At this point, homesteading in the Twentynine Palms area reached its peak, and hundreds of so-called “jackrabbit” cabins were built. These structures were typically only as large as necessary to establish a homestead claim—around 150 square feet.
However, for many settlers, life in Wonder Valley proved too difficult. Water service never arrived, leaving residents with the options of truck delivery or an expensive and potentially unreliable well. As people abandoned the area, their cabins fell into disuse and eventually into ruin, often passed on after death to heirs who lacked interest in them—or were unaware of their existence. These skeletal remains still dot the landscape of Wonder Valley.

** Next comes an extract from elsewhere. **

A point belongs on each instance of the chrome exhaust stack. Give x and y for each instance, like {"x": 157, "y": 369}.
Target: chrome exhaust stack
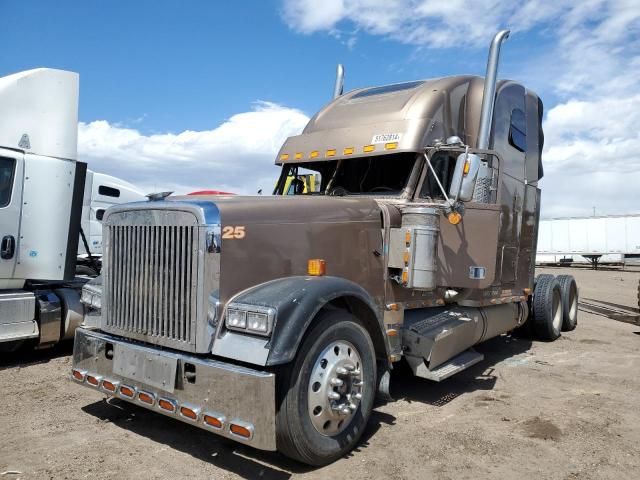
{"x": 489, "y": 93}
{"x": 339, "y": 86}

In December 2024, he and his wife moved to Wonder Valley full-time. His photographic practice has always centered on documenting the place where he lives, and he began to explore the abandoned cabins, discarded domestic objects, and improvised middens in earnest, capturing them both in detail and within the stark desert landscape and its distinctive light. He titled the resulting body of work Five Acres of Heaven, after Moore and Ainsworth’s publication. Their vision endures—though perhaps not quite in the form they had imagined.
About Tim Walters
Tim Walters is a photographer, musician, and digital artist, as well as a former contestant on Jeopardy!. He humorously describes himself as a “Jeopardy! loser” and hopes, one day, to become a real live boy. [Official Website]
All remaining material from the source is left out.